The main problem that I see is your use of the global std::vector<std::mt19937> RNDS. Your mutex-protected critical section only encompasses adding new elements; not accessing existing elements:
... uniformRnd(RNDS[index]);
That's not thread-safe because resizing RNDS in another thread could cause RNDS[index] to be moved into a new memory location. In fact, this could happen after the reference RNDS[index] is computed but before uniformRnd gets around to using it, in which case what uniformRnd thinks is a Generator& will be a dangling pointer, possibly to a newly-created object.
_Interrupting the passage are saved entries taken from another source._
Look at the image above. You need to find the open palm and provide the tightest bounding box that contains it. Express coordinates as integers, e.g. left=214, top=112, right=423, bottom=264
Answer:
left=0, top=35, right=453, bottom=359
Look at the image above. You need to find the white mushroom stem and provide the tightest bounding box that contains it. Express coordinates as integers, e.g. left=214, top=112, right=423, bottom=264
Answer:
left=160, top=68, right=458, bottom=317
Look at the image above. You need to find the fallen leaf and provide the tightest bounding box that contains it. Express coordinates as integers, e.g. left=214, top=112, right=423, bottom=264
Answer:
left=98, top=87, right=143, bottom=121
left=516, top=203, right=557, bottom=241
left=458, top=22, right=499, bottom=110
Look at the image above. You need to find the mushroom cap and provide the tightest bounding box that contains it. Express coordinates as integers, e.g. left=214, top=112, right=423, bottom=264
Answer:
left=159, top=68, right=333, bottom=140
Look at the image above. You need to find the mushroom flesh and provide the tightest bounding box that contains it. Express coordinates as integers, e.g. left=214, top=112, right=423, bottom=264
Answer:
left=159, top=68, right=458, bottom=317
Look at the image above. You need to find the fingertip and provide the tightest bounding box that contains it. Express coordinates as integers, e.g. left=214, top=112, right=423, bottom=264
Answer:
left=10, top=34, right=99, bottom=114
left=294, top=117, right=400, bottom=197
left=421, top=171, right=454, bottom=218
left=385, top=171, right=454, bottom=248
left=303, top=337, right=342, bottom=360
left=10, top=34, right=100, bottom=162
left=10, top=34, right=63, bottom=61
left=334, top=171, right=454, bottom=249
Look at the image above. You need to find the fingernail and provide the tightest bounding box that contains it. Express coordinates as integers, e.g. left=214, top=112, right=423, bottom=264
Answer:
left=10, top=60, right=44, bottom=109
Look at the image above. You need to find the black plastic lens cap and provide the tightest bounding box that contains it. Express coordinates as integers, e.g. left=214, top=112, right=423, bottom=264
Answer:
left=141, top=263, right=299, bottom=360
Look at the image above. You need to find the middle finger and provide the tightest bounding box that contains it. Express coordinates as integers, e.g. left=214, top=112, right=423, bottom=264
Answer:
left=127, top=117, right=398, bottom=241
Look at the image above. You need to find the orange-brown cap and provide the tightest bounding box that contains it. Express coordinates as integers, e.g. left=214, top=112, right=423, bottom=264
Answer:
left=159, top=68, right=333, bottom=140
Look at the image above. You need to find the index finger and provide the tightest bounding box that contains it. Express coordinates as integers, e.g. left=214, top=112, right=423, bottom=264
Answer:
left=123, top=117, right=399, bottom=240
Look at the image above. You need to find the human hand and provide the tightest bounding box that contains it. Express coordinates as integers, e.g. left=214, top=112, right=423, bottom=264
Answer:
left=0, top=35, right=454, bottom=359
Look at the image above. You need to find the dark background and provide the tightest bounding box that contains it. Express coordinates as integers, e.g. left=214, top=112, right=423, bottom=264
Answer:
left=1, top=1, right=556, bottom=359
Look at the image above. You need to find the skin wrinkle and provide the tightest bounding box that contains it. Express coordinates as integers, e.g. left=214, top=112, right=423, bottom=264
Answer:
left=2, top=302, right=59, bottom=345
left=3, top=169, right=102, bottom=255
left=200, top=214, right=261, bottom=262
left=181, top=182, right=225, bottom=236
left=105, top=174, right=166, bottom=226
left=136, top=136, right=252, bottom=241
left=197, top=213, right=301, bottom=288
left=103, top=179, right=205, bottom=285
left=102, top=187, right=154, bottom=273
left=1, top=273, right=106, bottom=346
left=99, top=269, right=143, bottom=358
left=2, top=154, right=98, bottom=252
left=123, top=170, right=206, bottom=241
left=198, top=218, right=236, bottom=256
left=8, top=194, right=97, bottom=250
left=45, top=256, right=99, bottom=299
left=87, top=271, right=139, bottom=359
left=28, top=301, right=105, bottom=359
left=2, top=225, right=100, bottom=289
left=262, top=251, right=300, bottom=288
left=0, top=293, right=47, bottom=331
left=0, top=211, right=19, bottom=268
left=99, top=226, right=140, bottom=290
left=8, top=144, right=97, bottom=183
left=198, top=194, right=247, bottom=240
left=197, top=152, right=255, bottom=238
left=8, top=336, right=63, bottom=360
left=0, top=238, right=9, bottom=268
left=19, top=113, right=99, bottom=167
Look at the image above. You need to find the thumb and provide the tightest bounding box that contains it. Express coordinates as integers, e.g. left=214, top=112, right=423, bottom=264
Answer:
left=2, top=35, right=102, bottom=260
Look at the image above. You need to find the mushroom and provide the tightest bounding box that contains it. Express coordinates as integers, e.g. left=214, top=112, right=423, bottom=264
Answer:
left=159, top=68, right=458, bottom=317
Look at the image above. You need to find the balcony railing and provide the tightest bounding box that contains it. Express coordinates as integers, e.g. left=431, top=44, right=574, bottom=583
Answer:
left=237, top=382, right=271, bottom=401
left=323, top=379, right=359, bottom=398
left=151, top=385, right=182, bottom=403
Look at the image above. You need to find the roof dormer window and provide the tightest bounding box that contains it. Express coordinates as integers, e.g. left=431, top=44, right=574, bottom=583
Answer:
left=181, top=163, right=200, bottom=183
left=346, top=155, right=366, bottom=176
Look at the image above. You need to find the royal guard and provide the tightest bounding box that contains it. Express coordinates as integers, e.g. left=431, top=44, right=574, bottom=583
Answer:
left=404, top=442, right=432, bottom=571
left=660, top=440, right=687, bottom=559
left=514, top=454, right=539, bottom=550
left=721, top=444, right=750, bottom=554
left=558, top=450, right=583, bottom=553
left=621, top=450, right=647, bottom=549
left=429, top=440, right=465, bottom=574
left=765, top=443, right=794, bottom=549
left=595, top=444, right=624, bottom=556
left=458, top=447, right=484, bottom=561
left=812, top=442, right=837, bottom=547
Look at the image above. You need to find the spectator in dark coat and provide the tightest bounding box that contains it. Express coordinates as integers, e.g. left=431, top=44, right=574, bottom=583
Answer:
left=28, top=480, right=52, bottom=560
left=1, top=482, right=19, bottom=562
In any event, uniformRnd's operator() makes no guarantee about data races [Note 1], and neither does RNDS's operator[].
You could get around this problem by:
computing a reference (or pointer) to the generator within the protected section (which cannot be contingent on whether the container's size is sufficient), and
using a std::deque instead of a std::vector, which does not invalidate references when it is resized (unless the referenced object has been removed from the container by the resizing).
Something like this (focusing on the race condition; there are other things I'd probably do differently):
std::mt19937& get_generator(int index) {
std::lock_guard<std::mutex> l(m);
if (index <= RNDS.size()) RNDS.resize(index + 1);
return RNDS[index];
}
void run(){
int index = INDEX_GEN.fetch_add(1);
auto& gen = get_generator(index);
std::uniform_real_distribution<float> uniformRnd{ 0.0f, 1.0f };
while (true) {
/* Do something with uniformRnd(gen); */
}
}
[1] The prototype for operator() of uniformRnd is template< class Generator > result_type operator()( Generator& g );. In other words, the argument must be a mutable reference, which means that it is not implicitly thread-safe; only const& arguments to standard library functions are free of data races.